A (skeptical) discussion is underway over at the sci.life-extension group on a recent paper that suggests the constant fusion of mitochondria is a challenge to mitochondrial theories of aging. You might want to start with a primer on mitochondrial fusion before going too much further:
Fusion of mitochondria serves to mix and unify mitochondrial compartments. This is of particular importance for the inheritance and maintenance of the mitochondrial genome
Ono et al. (2001) established two respiration-deficient HeLa cell lines, each carrying a pathogenic mutation in a different mitochondrial tRNA gene. Hybrids obtained by fusion of these cells showed restoration of normal respiratory activity within a few days.
These findings suggest that mitochondrial fusion counteracts the manifestation of [mitochondrial DNA (mtDNA)]-linked diseases. Moreover, it has physiological significance in individuals born with intact mitochondrial genomes. The highly oxidative metabolism of mitochondria increases the risk for mtDNA damage. Thus, lesions and point mutations of mtDNA accumulate during aging and result in the loss of bioenergetic function (Wallace, 1992; Nagley and Wei, 1998; Raha and Robinson, 2000). Fusion of mitochondria might contribute to the maintenance of respiratory activity by allowing trans-complementation of somatic mutations that accumulate in mitochondrial chromosomes over time (Ono et al., 2001), and thus mitochondrial fusion may be a crucial defence mechanism against cellular aging.

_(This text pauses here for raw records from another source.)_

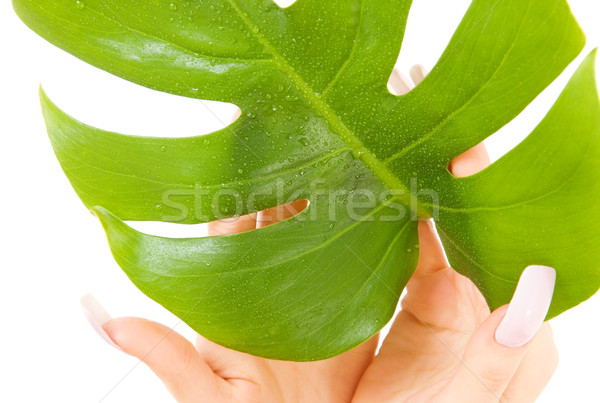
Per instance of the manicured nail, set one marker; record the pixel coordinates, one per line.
(236, 115)
(417, 73)
(400, 83)
(97, 316)
(528, 307)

But back to the discussion - I'd agree that it doesn't look like a very defensible assertion, but as noted, the theory would have to explain how it all fits together.

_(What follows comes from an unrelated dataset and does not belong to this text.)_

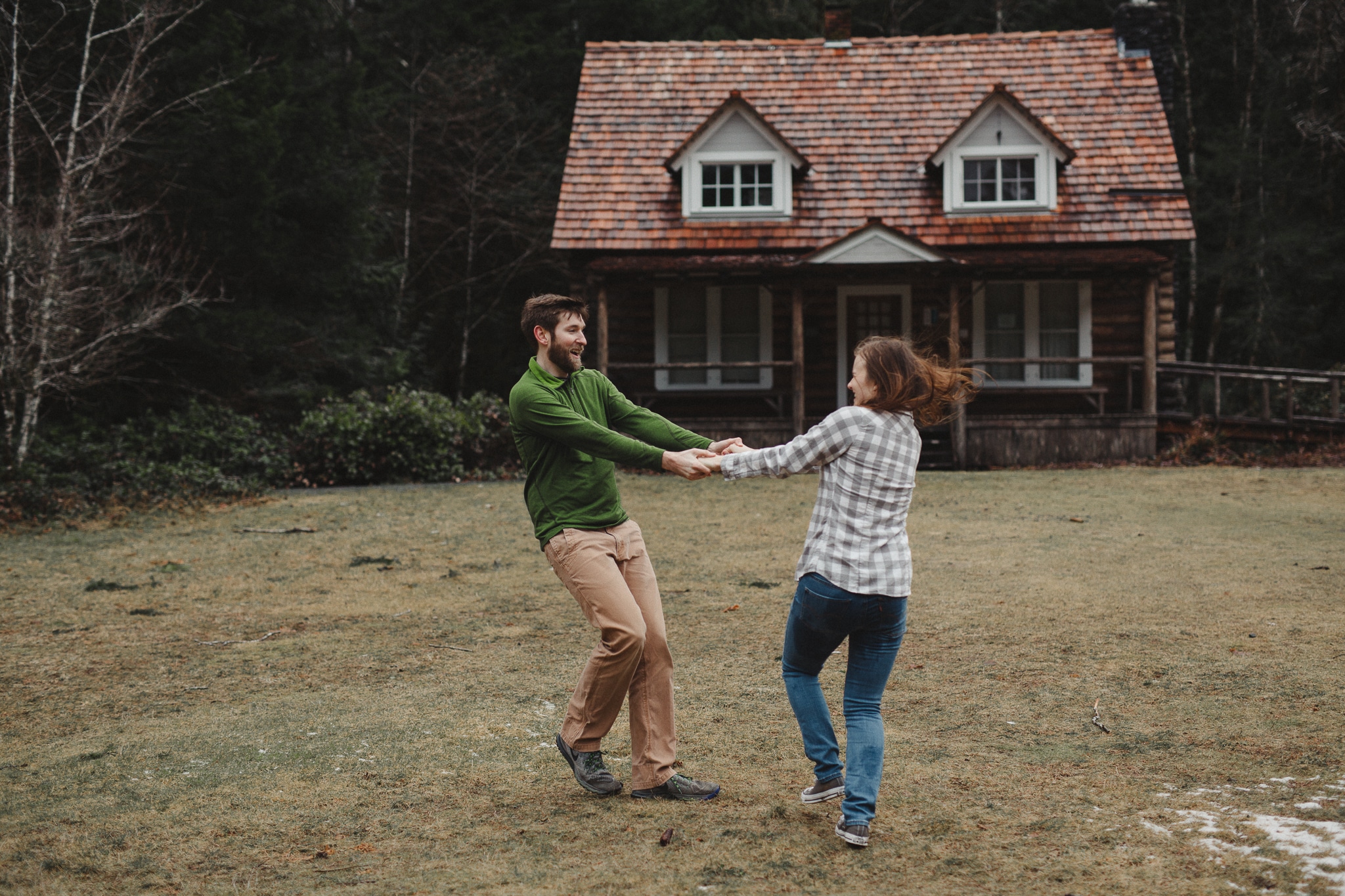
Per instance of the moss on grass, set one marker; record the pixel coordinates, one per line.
(354, 748)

In mammalian cells, there is an extensive and continuous exchange of mitochondrial DNA (mtDNA) and its products between mitochondria. This mitochondrial complementation prevents individuals from expression of respiration deficiency caused by mutant mtDNAs. Thus, the presence of mitochondrial complementation does not support the generally accepted mitochondrial theory of aging, which proposes that accumulation of somatic mutations in mtDNA is responsible for age-associated mitochondrial dysfunction. Moreover, the presence of mitochondrial complementation enables gene therapy for mitochondrial diseases using nuclear transplantation of zygotes.
I don't agree with their proposition. However the [mitochondrial / free radical theory of aging] needs to account for this. The results they are reporting obviously don't seem to be happening in vivo. It does perhaps offer the hope that mitochondria may be reparable.
Mitochondrial fusion has the look of a process that slows the rate at which accumulating damage impares efficiency. Without it, you'd keel over much more rapidly (leaving aside all the other reasons as to why the process is or might be necessary for life), but that doesn't challenge the basic concept of mitochondrial DNA damage as a root cause of aging.
I think that groups have already demonstrated that mitochondria can in principle be repaired, at least by outright replacement of their DNA via protofection.